Abbiamo sentito il dialogo di Gesù con la Samaritana (Gv 4,5-42).È un passo tratto dal quarto capitolo del Vangelo di San Giovanni che nel silenzio di queste settimane potremo rileggere e meditare distesamente con attenzione. Ho voluto che si leggesse la “forma breve” della pagina evangelica (Gv 4,5-15.19b-26.39a.40-42) per dare più rilievo alle parole centrali, all’evento centrale: il fatto dell’acqua, dell’acqua desiderata; l’acqua da bere desiderata da questa donna nel mezzogiorno assolato; l’acqua da bere da portare a casa.Ma Gesù spiega a questa donna che c’è un’altra acqua, altrettanto importante, anzi più importante: la prima infatti disseta per un momento, l’altra disseterà per sempre. Certamente anche quest’acqua nuova accenderà una nuova sete, ma disseterà ogni sete, perché si tratta di una fonte inesauribile. Quest’acqua è Gesù stesso.
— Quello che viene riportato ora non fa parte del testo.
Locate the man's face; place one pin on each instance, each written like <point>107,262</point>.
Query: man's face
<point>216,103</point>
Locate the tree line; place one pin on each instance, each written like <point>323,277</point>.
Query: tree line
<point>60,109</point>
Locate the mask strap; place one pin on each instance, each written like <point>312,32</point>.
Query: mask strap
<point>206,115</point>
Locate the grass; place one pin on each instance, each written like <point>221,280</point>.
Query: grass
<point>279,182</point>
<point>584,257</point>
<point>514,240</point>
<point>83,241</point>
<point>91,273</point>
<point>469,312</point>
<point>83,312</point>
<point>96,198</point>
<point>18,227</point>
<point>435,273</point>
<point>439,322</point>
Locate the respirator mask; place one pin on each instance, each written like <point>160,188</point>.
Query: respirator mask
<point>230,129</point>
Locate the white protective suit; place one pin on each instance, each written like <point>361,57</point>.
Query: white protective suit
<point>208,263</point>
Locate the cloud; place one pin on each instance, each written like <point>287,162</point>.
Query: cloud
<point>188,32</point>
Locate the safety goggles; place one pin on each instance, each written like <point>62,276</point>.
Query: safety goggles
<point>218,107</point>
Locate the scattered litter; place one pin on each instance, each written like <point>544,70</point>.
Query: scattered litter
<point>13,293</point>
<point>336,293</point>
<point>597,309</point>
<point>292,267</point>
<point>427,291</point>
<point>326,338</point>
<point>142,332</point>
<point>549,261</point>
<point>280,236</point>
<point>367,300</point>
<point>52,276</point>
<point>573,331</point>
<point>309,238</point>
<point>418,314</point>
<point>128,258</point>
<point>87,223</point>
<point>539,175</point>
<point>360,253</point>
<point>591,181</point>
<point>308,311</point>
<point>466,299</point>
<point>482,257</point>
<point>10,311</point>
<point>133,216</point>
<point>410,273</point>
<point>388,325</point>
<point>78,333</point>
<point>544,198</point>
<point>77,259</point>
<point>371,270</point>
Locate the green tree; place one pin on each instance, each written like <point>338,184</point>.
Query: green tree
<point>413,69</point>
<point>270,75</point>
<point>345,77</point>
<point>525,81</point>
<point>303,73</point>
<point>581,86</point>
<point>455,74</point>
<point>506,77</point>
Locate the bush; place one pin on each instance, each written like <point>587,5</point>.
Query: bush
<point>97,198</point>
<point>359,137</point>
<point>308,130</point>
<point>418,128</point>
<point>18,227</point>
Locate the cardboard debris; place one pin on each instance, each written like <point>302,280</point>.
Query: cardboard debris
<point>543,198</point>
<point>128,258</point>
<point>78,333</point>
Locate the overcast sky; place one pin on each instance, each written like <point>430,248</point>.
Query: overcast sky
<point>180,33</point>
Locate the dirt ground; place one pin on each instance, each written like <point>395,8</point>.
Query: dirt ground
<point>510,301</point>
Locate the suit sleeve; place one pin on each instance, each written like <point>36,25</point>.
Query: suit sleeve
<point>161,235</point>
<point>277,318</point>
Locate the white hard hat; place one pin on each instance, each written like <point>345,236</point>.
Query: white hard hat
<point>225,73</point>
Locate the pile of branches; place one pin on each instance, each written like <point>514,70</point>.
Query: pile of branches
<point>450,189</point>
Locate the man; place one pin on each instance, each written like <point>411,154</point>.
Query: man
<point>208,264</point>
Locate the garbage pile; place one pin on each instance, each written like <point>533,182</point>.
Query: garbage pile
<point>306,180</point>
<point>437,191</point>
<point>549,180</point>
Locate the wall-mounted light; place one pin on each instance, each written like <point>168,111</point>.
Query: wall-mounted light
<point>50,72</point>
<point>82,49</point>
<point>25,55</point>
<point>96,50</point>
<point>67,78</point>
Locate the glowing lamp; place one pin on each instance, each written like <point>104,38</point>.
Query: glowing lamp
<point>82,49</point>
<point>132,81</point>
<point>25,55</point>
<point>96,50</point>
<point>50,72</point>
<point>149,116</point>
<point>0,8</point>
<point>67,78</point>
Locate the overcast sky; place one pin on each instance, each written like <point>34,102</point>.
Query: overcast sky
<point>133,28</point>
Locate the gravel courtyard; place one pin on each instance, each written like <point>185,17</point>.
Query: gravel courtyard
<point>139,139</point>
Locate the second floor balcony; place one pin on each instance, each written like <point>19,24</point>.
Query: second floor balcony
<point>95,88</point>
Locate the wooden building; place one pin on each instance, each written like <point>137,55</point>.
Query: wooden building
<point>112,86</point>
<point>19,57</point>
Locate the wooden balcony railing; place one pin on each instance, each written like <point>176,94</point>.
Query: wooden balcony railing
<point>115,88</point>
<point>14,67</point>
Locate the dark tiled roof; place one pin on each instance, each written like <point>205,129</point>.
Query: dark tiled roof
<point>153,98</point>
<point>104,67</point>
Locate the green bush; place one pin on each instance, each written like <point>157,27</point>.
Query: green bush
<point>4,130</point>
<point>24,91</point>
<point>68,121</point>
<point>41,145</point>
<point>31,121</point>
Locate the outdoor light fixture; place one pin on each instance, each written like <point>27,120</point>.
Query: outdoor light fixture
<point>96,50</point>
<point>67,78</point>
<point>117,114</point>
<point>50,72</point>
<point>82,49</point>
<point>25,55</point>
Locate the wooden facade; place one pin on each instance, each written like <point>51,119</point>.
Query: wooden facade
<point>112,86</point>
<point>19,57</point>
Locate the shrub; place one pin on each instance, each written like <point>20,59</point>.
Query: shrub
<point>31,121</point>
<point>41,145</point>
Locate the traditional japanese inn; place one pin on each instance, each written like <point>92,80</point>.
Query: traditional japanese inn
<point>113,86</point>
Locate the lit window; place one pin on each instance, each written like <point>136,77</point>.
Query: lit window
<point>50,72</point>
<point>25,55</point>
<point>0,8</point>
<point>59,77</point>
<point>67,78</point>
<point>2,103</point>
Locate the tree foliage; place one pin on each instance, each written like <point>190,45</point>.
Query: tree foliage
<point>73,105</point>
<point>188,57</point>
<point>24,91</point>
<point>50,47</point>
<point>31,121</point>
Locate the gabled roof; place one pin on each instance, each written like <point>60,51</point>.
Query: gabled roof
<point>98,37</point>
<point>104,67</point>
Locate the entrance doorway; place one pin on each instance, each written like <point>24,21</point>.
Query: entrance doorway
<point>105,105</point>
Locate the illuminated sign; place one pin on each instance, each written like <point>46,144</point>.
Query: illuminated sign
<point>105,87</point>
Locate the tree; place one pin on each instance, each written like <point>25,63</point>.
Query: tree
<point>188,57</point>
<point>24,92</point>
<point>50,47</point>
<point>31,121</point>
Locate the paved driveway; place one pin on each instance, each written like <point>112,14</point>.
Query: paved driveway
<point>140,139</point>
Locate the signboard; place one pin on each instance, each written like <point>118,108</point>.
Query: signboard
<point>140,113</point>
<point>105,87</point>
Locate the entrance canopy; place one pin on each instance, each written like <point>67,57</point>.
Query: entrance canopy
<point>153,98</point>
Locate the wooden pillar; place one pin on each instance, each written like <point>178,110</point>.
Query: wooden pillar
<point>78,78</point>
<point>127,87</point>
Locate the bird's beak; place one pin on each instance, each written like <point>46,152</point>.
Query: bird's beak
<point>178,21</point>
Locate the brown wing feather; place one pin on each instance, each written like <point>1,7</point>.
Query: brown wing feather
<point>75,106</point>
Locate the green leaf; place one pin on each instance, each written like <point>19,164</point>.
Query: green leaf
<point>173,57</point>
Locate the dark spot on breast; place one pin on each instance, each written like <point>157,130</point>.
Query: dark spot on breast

Quest’acqua che ci ha raggiunto nell’acqua del battesimo, che ci raggiunge ogni giorno come acqua versata dal costato di Cristo attraverso l’Eucarestia.In questi giorni in cui non possiamo ricevere fisicamente l’Eucarestia, chiediamo almeno questo dono attraverso la comunione spirituale. Quest’acqua di Cristo che ci raggiunge è l’acqua di cui abbiamo bisogno per vivere:Non di solo pane vive l’uomo, ma di ogni parola che esce dalla bocca di Dio(Mt 4,4; Dt 8,3). Potremmo dire oggi: “non di sola acqua vive l’uomo, ma di ogni goccia che esce dalla sorgente inesauribile che è Dio”.
Questa è l’acqua di cui abbiamo bisogno in questi giorni, più ancora del pane e di ogni tipo di bevanda, perché anche se ci fossero il pane e le bevande, in questo tempo abbiamo bisogno più che mai di Cristo. Senza di lui la nostra vita si chiuderebbe nella noia, oppure nella stanchezza e nella follia.Questi giorni ci mettono duramente alla prova e abbiamo bisogno perciò di un sostentamento solido, di un’alimentazione vera, di un’acqua che non finisca. Questa è la realtà che ci promette e ci dona la liturgia di questa domenica.
Voglio assicurare tutti i parrocchiani di Sant’Agostino che questa liturgia eucaristica è celebrata innanzitutto nella memoria di don Guido Mortari, che ieri ci ha lasciati. Un sacerdote che ha dedicato tutta la sua vita alla comunità di Sant’Agostino; un uomo amante soprattutto delle relazioni personali, delle relazioni primarie. Don Guido conosceva tutti i suoi parrocchiani, li andava a visitare, aveva con loro un rapporto profondo di affetto e di evangelizzazione. Purtroppo il momento attuale non ci permette di raccoglierci in preghiera tutti insieme, non ci permette neppure di celebrare l’eucarestia di commiato. In modo molto semplice nella giornata di domani, io, a nome di tutti voi, andrò al cimitero di Montalto per la benedizione della salma prima dell’inumazione. So di portare ciascuno di voi e sappiate anche che appena sarà possibile celebreremo una messa di commiato, di ringraziamento e di suffragio per l’anima di don Guido. Amen.